Monday, March 22, 2004

MORE ON RICHARD CLARKE
From Taranto... Last One for the Day


The Clarke Kerfuffle
Richard Clarke, a former antiterrorism adviser to the White House, has gotten a lot of attention for some bizarre claims about the Bush administration's response to Sept. 11. Clarke appeared on "60 Minutes" last night, and here's the CBS News Web site's account of what he had to say:

After the president returned to the White House on Sept. 11, he and his top advisers, including Clarke, began holding meetings about how to respond and retaliate. As Clarke writes in his book, he expected the administration to focus its military response on Osama bin Laden and al Qaeda. He says he was surprised that the talk quickly turned to Iraq.

"Rumsfeld was saying that we needed to bomb Iraq," Clarke said to [Lesley] Stahl. "And we all said . . . no, no. Al-Qaeda is in Afghanistan. We need to bomb Afghanistan. And [Donald] Rumsfeld said there aren't any good targets in Afghanistan. And there are lots of good targets in Iraq. I said, 'Well, there are lots of good targets in lots of places, but Iraq had nothing to do with it.

"Initially, I thought when he said, 'There aren't enough targets in-- in Afghanistan,' I thought he was joking. . . ."


Perhaps it escaped Clarke's notice, but less than a month after Sept. 11, the U.S. did begin bombing Afghanistan, while the military effort to liberate Iraq didn't get under way until a year and a half later. So just what Clarke is complaining about? Well, we found an October 2003 quote, from a guest on PBS's "NewsHour," that sums it up nicely: "What people are complaining about is that there is contention and debate and analysis and confrontation. I think that's better than trying to sweep everything under the rug." The guest was none other than Richard Clarke.

In a February 2003 article for SecurityFocus.net, George Smith reported that Clarke had a rather unimpressive record when it comes to terrorism:

In 1986, as a State Department bureaucrat with pull, he came up with a plan to battle terrorism and subvert Muammar Qaddafi by having SR-71s produce sonic booms over Libya. This was to be accompanied by rafts washing onto the sands of Tripoli, the aim of which was to create the illusion of a coming attack. When this nonsense was revealed, it created embarrassment for the Reagan administration and was buried.

In 1998, according to the New Republic, Clarke "played a key role in the Clinton administration's misguided retaliation for the bombings of the U.S. embassies in Kenya and Tanzania, which targeted bin Laden's terrorist camps in Afghanistan and a pharmaceutical factory in Sudan." The pharmaceutical factory was, apparently, just a pharmaceutical factory, and we now know how impressed bin Laden was by cruise missiles that miss.

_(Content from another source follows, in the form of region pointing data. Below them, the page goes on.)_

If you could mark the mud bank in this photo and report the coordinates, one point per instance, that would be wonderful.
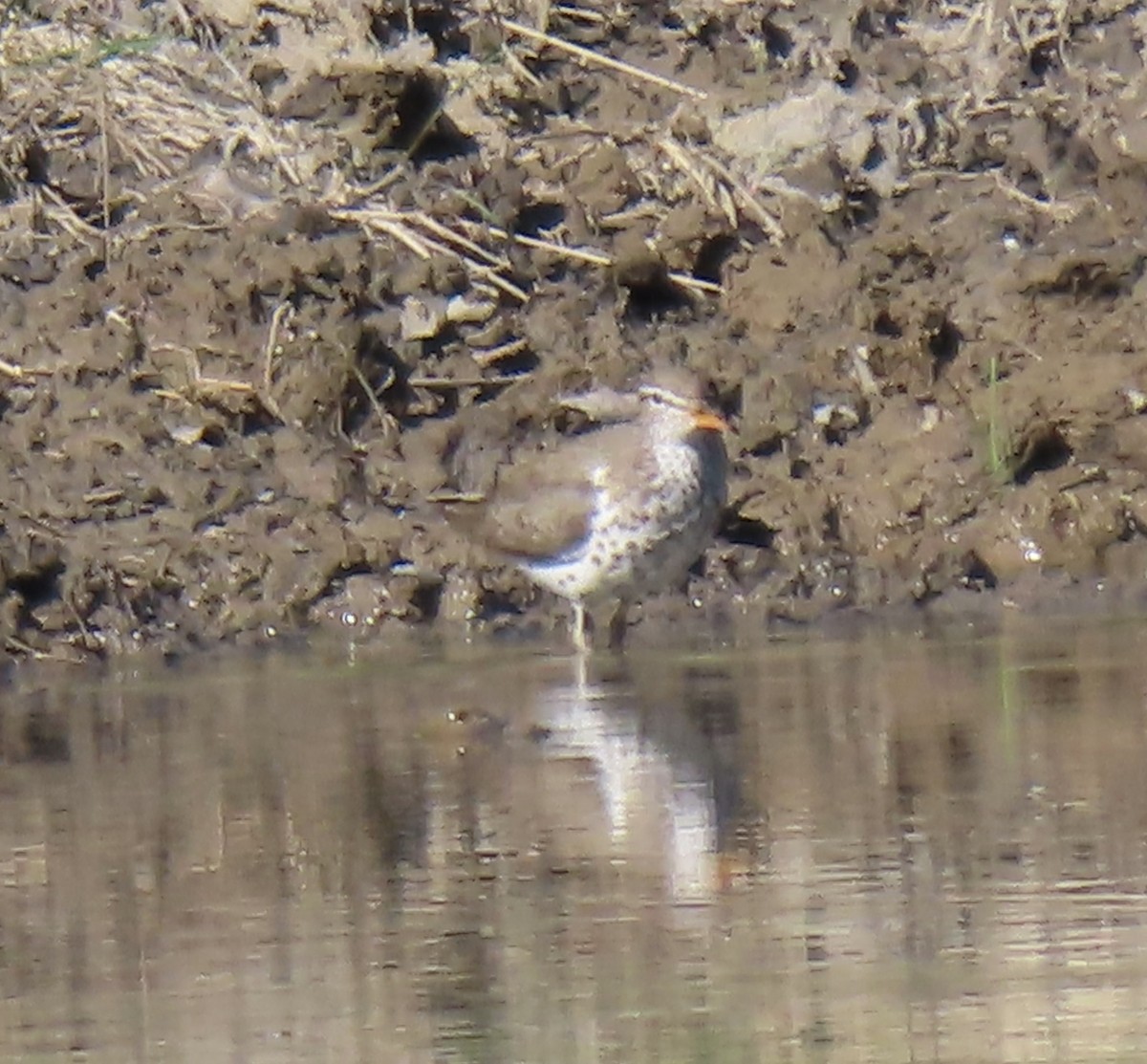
(269, 280)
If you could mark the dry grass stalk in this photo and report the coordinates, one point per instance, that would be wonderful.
(491, 356)
(589, 55)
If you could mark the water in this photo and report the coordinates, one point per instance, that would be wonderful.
(880, 849)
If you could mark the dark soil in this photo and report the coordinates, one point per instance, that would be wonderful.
(269, 281)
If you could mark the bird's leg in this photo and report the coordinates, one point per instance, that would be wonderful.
(577, 628)
(618, 625)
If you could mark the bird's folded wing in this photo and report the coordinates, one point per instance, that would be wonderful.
(543, 525)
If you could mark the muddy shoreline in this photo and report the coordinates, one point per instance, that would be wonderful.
(271, 280)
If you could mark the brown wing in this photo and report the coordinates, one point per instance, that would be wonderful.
(542, 506)
(526, 528)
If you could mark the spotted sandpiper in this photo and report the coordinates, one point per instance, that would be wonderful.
(611, 513)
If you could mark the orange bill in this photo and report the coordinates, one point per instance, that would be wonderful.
(709, 421)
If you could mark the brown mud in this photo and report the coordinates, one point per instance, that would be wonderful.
(271, 277)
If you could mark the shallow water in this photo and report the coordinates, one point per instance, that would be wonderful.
(889, 847)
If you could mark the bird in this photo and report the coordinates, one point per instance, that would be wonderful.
(611, 513)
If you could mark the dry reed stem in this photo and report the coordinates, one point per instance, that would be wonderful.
(491, 356)
(589, 55)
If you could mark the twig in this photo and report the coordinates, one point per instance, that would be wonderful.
(597, 258)
(269, 355)
(384, 419)
(745, 195)
(590, 56)
(503, 351)
(447, 383)
(17, 373)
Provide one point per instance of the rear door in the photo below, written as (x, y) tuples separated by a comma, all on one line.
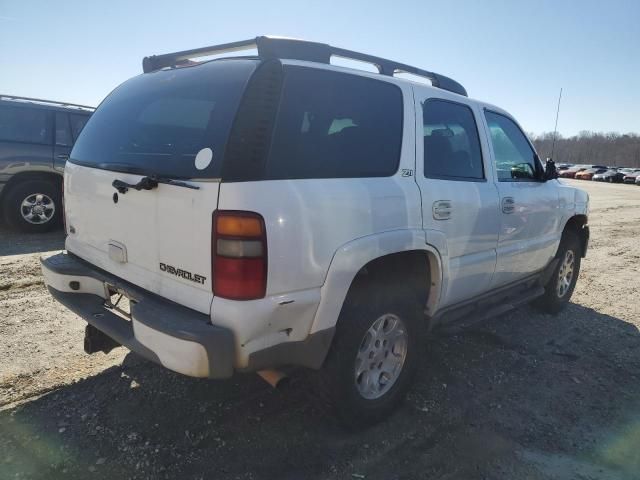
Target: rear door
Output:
[(529, 230), (459, 197), (171, 124)]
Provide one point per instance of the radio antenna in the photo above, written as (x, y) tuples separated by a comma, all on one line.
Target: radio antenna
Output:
[(555, 129)]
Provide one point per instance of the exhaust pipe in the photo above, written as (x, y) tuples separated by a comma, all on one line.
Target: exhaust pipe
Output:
[(275, 378)]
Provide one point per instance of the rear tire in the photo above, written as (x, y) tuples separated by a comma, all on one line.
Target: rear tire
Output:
[(560, 286), (33, 206), (365, 376)]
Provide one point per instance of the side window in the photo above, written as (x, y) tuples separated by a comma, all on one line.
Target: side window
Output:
[(63, 133), (77, 124), (335, 125), (451, 142), (27, 125), (514, 157)]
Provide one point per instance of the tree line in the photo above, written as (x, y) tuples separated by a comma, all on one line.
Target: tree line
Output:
[(596, 148)]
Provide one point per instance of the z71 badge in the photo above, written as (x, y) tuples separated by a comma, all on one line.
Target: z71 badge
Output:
[(178, 272)]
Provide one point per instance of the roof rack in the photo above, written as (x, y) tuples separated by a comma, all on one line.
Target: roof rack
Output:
[(278, 47), (46, 102)]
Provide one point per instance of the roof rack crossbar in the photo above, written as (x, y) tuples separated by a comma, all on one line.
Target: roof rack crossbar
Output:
[(278, 47), (48, 102)]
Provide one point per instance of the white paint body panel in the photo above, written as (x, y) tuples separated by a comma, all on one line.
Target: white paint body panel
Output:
[(470, 234), (320, 233), (168, 224)]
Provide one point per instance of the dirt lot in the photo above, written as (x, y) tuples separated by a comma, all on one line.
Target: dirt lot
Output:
[(522, 396)]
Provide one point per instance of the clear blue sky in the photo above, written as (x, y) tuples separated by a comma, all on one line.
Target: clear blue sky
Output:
[(513, 54)]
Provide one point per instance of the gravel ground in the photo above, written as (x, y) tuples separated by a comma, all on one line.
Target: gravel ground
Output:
[(521, 396)]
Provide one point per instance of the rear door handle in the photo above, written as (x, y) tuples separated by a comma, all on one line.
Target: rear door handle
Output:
[(442, 209), (508, 205)]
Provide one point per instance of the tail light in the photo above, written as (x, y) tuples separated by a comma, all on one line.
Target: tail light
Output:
[(239, 255)]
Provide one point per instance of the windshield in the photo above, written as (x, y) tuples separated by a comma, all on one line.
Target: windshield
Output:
[(158, 123)]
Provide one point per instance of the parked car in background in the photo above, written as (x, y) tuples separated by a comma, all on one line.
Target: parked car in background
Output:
[(36, 137), (631, 176), (335, 241), (611, 176), (571, 171), (589, 173)]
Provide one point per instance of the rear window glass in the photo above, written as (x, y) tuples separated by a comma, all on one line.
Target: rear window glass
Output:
[(157, 123), (451, 142), (334, 125), (23, 124)]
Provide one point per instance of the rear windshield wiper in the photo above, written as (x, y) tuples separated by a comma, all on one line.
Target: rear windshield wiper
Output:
[(149, 183)]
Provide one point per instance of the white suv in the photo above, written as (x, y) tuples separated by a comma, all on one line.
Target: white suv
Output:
[(275, 210)]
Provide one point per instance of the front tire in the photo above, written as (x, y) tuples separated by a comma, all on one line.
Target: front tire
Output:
[(560, 286), (33, 206), (374, 354)]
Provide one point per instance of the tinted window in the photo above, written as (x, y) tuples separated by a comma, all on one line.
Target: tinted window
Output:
[(451, 142), (20, 124), (63, 134), (77, 124), (156, 123), (334, 125), (514, 157)]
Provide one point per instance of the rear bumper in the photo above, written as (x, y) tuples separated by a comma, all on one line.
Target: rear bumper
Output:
[(164, 332)]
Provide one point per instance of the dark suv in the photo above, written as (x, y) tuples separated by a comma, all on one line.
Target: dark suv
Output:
[(36, 137)]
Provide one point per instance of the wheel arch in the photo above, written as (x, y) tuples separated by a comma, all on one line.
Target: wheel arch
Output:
[(18, 178), (389, 252)]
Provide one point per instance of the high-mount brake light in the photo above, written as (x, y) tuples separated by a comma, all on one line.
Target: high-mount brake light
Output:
[(239, 255)]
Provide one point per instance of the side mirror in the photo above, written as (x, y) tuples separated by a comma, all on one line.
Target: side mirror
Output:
[(522, 171), (550, 170)]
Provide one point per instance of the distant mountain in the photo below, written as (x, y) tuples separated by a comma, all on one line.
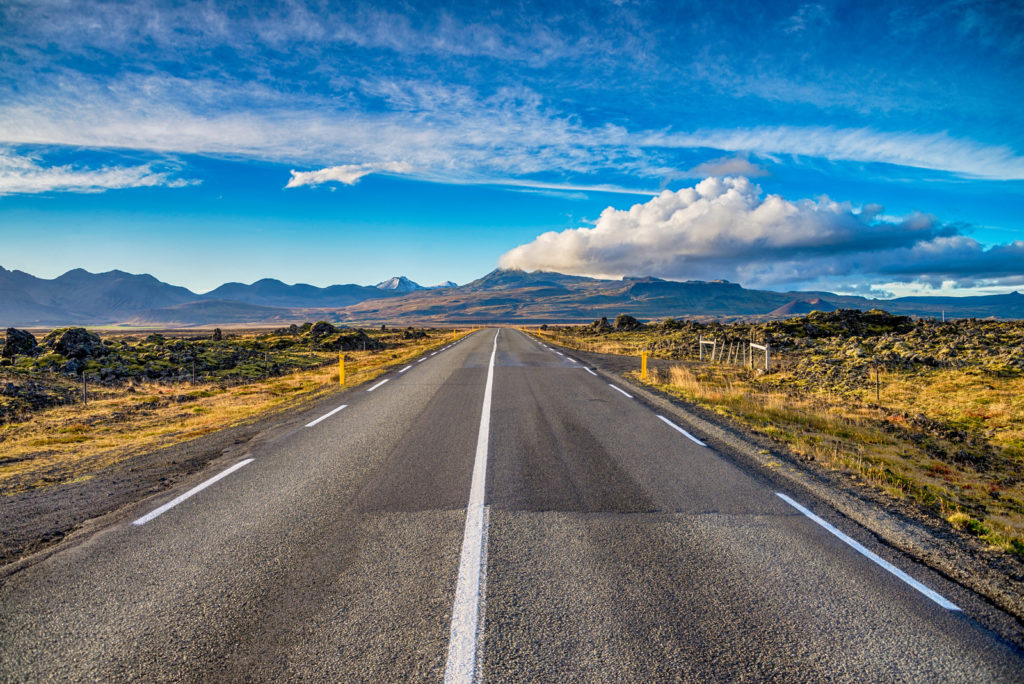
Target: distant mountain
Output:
[(215, 312), (803, 306), (515, 296), (399, 284), (84, 298), (79, 297), (269, 292)]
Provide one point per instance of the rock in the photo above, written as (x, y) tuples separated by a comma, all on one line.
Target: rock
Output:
[(18, 342), (80, 343), (322, 329), (74, 367), (626, 322)]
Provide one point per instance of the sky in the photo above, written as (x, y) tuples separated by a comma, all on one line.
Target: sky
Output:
[(857, 147)]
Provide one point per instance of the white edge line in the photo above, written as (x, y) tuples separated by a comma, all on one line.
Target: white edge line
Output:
[(620, 389), (464, 644), (676, 427), (885, 564), (378, 384), (196, 489), (326, 416)]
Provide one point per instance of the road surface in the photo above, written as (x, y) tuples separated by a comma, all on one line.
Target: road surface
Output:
[(493, 512)]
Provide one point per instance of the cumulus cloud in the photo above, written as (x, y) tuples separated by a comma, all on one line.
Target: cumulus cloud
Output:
[(20, 174), (348, 174), (724, 228)]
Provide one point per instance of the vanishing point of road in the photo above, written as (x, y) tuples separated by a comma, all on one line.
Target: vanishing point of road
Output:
[(496, 511)]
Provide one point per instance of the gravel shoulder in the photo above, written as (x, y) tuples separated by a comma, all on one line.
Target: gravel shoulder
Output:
[(35, 522), (996, 576)]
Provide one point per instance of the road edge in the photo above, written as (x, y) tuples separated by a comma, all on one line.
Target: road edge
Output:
[(903, 532)]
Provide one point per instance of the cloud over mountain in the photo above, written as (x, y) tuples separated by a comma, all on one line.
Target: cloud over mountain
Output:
[(723, 227)]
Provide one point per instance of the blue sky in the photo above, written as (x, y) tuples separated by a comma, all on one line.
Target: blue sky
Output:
[(849, 146)]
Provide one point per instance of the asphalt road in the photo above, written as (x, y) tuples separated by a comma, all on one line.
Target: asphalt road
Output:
[(600, 544)]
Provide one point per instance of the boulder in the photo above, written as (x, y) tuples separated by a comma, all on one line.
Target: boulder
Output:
[(322, 329), (626, 322), (80, 343), (18, 342)]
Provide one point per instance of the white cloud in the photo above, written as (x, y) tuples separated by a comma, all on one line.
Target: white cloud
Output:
[(348, 174), (723, 228), (727, 166), (937, 152), (22, 174), (450, 134)]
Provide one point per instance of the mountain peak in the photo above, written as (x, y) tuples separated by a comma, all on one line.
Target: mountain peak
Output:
[(399, 284)]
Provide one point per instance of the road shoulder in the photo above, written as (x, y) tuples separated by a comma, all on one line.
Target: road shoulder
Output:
[(992, 575)]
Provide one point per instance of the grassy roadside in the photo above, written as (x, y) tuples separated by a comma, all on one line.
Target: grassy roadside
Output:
[(945, 433), (68, 443)]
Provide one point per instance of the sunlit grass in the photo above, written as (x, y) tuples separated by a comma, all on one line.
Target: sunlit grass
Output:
[(70, 442), (949, 439)]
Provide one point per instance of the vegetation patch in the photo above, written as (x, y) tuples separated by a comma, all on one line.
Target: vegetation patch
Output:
[(921, 410), (147, 391)]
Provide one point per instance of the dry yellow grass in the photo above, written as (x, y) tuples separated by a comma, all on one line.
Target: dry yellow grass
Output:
[(72, 442), (950, 439)]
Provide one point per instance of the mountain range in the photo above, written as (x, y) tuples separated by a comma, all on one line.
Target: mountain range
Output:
[(79, 297)]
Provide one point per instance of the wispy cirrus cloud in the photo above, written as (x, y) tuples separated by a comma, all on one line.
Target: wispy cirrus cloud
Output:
[(348, 174), (725, 228), (727, 166), (449, 133), (24, 174)]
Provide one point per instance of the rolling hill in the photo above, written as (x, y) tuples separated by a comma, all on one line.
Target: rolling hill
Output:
[(501, 296)]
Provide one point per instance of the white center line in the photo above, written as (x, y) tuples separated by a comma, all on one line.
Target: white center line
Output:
[(619, 389), (326, 416), (196, 489), (676, 427), (378, 384), (467, 614), (856, 546)]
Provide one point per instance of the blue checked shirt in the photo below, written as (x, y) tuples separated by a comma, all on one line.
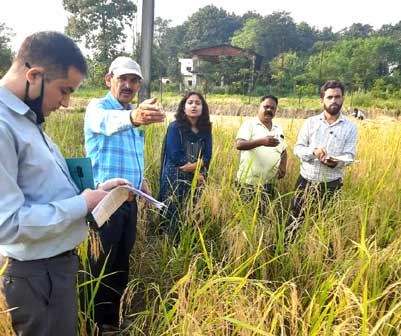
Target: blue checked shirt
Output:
[(339, 138), (114, 145)]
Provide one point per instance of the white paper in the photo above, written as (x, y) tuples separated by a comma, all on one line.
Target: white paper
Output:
[(113, 200), (343, 158)]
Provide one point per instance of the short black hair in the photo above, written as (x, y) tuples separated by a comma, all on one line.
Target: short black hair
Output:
[(54, 51), (332, 84), (269, 97)]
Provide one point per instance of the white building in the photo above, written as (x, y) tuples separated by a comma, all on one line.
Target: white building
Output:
[(187, 68)]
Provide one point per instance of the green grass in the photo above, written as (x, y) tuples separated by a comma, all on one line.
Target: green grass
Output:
[(230, 274)]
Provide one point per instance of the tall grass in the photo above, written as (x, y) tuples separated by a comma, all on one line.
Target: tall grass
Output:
[(231, 275)]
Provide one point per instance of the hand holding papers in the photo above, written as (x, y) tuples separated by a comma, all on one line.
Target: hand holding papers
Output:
[(115, 198), (343, 158)]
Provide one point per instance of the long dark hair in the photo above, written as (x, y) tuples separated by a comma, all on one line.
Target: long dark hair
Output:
[(203, 124)]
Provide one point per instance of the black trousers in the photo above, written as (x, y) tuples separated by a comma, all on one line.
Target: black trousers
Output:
[(43, 293), (307, 193), (117, 238)]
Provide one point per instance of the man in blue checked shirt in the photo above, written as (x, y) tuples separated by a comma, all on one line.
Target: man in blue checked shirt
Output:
[(116, 147), (326, 144)]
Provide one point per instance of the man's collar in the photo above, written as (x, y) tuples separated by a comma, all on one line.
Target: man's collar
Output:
[(14, 103), (340, 118), (115, 103), (259, 122)]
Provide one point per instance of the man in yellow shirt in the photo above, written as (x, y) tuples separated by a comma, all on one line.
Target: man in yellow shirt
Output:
[(263, 151)]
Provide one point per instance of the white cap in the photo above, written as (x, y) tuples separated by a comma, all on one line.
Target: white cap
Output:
[(124, 65)]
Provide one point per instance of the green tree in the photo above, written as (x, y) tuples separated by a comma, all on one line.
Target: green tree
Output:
[(209, 26), (357, 30), (250, 36), (279, 35), (6, 53), (285, 70), (100, 24), (307, 36)]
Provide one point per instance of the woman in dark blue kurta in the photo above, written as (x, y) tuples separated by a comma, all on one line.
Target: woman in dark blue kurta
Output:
[(188, 139)]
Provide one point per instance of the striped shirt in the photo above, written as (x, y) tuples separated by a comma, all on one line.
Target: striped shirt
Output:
[(114, 145), (339, 138)]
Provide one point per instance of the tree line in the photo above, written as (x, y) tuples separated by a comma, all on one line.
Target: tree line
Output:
[(296, 57)]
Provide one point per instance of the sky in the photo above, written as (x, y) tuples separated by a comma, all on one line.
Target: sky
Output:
[(25, 17)]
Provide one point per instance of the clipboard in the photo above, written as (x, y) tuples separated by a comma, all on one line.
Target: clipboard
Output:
[(81, 172)]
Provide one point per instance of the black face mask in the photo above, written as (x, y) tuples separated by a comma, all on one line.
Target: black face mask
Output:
[(35, 104)]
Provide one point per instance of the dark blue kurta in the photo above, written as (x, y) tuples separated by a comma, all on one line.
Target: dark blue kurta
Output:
[(180, 147)]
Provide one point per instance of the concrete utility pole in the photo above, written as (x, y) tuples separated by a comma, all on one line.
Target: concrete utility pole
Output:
[(148, 10)]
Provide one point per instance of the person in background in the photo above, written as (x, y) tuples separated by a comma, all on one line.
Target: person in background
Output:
[(42, 217), (326, 144), (263, 152), (115, 144), (187, 145)]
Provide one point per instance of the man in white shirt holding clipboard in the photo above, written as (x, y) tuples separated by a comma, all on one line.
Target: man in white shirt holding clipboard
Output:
[(326, 144)]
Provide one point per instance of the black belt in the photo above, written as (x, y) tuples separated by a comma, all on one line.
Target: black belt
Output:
[(66, 254)]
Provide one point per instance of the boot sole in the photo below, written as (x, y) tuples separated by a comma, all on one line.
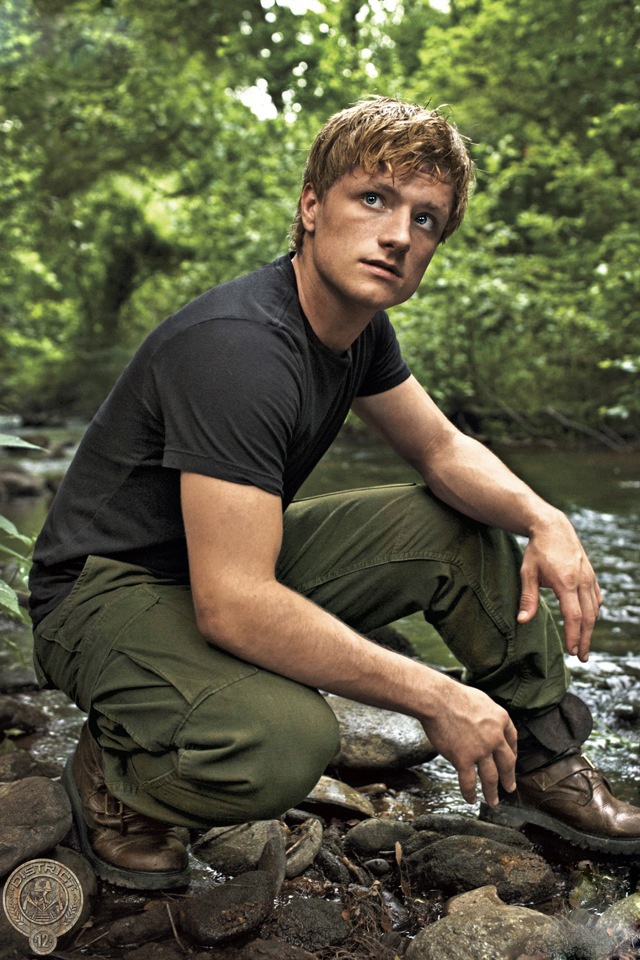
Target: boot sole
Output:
[(512, 815), (122, 877)]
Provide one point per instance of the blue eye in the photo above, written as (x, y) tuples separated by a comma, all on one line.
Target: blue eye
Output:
[(426, 220)]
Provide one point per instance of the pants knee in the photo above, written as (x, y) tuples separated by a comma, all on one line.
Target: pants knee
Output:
[(268, 764)]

Clarke also "devoted great effort to convincing national movers and shakers that cyberattack was the coming thing," Smith writes. "While ostensibly involved in preparations for bioterrorism and trying to sound alarms about Osama bin Laden, Clarke was most often seen in the news predicting ways in which electronic attacks were going to change everything and rewrite the calculus of conflict."

In an article last week for Time, Clarke offered this brilliant advice: "In addition to placing more cameras on our subway platforms, maybe we should be asking why the terrorists hate us." Blogger John Hinderaker notes that Clarke is jointly teaching a course at Harvard's Kennedy School of Government with Rand Beers, a foreign-policy adviser to the Kerry campaign. All of which leaves us inclined to take anything this guy says with a grain of salt.